Why do ranges happen?
Posted on9.06.2010
Stocks trend when investors and traders consider the underlying company to be undervalued or overvalued at the current share price:
• When the company is undervalued, the shares are bid, driving the price higher with increasing demand.
• When the company is overvalued, the shares are offered, driving the price lower with increasing supply.
In this manner, the market proves to be self-correcting as company valuations find their most appropriate level.
On the other hand, when a stock is range-bound, it tends to mean that investors and traders consider the company to be properly valued and that they are satisfied with the current share price. The lower boundary of the range represents support, the level at which the stock is approaching being undervalued. Investors enter the market and purchase the stock at that level, preventing it from falling beneath support.
The upper boundary of the range represents resistance, where the stock approaches being overvalued. When the price reaches that level, investors sell the stock rather than hold it, preventing it from breaking above resistance. Traders who purchased the stock as it approached the upper boundary also tend to sell at that level, in preference to taking a loss on the trade.
Ranges on stock charts tend to hold until something fundamental changes, for example:
• the company’s earnings improve (or decline) dramatically;
• the industry sector’s regulatory environment is altered; or
• the company announces a new and exciting product, or is forced to recall an old one.

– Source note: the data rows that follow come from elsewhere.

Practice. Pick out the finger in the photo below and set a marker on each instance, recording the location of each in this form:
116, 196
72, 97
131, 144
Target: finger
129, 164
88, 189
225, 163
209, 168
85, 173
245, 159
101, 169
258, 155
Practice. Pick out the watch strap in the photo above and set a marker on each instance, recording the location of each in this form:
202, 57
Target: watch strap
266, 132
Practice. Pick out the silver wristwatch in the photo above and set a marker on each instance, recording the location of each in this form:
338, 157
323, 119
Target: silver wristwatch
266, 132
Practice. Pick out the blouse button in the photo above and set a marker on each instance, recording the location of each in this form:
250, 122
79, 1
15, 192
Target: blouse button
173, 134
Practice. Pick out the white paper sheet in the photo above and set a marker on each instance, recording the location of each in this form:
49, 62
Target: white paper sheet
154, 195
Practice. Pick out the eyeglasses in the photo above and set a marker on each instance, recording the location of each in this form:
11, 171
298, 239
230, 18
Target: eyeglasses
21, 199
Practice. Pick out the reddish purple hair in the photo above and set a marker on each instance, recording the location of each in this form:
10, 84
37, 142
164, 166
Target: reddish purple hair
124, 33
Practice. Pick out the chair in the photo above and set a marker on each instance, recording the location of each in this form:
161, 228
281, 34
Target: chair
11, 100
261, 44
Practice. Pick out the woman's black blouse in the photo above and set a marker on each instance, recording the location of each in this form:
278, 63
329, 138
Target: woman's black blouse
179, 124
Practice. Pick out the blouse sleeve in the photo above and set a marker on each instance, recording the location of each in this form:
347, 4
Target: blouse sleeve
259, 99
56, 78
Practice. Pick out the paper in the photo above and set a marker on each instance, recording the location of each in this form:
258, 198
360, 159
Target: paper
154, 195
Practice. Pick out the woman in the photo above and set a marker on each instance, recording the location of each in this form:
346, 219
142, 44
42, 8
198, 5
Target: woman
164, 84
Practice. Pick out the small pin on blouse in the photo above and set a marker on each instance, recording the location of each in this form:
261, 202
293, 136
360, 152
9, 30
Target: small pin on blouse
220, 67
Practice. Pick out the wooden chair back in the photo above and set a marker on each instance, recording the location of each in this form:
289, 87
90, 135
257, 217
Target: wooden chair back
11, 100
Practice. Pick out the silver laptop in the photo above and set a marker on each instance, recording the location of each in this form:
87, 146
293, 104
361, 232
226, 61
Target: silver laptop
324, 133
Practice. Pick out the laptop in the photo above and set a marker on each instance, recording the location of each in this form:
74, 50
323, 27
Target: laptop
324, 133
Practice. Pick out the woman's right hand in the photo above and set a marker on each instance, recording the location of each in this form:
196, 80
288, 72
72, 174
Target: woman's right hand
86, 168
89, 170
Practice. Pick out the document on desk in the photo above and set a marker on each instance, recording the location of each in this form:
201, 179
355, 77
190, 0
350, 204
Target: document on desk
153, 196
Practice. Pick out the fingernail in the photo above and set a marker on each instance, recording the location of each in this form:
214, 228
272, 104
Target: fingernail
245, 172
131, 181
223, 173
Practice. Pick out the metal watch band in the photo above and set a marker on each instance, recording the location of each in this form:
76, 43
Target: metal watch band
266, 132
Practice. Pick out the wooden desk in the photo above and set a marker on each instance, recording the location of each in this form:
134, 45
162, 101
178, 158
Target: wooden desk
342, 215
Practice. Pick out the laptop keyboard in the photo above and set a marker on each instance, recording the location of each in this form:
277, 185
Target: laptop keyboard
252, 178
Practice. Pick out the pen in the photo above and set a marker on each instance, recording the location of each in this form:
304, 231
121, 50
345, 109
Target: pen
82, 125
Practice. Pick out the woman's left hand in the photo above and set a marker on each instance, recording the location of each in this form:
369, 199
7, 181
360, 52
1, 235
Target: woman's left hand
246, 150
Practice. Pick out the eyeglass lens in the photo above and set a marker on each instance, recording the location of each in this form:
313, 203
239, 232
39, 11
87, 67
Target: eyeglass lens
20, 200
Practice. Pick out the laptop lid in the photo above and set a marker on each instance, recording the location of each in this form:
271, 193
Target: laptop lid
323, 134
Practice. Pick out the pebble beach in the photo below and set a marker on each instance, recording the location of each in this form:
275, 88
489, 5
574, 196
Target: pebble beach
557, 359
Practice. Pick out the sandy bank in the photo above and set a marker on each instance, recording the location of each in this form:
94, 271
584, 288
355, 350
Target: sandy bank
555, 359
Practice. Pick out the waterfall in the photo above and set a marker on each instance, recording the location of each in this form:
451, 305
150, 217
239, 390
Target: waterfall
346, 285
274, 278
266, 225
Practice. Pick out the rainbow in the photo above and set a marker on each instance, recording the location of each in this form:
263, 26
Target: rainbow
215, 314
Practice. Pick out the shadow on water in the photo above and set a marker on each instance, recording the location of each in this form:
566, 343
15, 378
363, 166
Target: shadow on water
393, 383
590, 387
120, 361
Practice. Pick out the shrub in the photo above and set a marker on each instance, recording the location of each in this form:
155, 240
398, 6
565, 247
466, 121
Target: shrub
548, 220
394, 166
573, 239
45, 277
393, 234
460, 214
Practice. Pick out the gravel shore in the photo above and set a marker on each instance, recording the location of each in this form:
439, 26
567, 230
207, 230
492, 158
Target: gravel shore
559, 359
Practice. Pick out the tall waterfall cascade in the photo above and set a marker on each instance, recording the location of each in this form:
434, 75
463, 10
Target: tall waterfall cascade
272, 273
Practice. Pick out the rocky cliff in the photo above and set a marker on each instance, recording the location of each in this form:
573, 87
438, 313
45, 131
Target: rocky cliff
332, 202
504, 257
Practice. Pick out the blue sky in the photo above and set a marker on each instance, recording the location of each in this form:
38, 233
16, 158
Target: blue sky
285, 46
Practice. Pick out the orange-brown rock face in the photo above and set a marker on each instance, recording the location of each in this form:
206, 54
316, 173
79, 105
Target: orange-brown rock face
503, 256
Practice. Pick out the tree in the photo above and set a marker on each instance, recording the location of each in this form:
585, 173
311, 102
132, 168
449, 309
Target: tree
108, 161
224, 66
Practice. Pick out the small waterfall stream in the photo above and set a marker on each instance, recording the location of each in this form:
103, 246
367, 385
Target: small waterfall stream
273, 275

The change in the company’s fundamentals forces investors to revalue the company and therefore its shares, breaking the range and generally initiating an uptrend or downtrend, until a new and satisfactory valuation is reached.
Understanding the logic behind stock ranges helps traders recognise the difference between a true range formed through consensus, and a pause in trend, such as a flag or pennant.
When last analysed, Rio Tinto PLC (RTP:NYSE) had broken beneath its long-term uptrend and was resting atop a support level at 50.00, as shown on the chart below:
The stock spiked briefly beneath the resistance level in late January and early February, then rose parallel to the bullish trendline and even tested it from beneath, as resistance. RTP touched a high of 62.24 on 5 April, but shortly thereafter the 40% resources profits tax was announced and the mining industry sector was quickly revalued by investors, sending the entire sector and RTP sharply lower.
In this new environment and with the global financial turmoil resurrected in Europe, support at 50.00 did not hold. The stock slammed through, turned and tested the level as resistance, and when it held turned lower yet again. It found support at 40.00, a 33% retracement from the 52-week high.
RTP has entered a new range between 40.00 and 50.00, where traders may expect it to remain and consolidate while investors consider this new valuation level for the sector.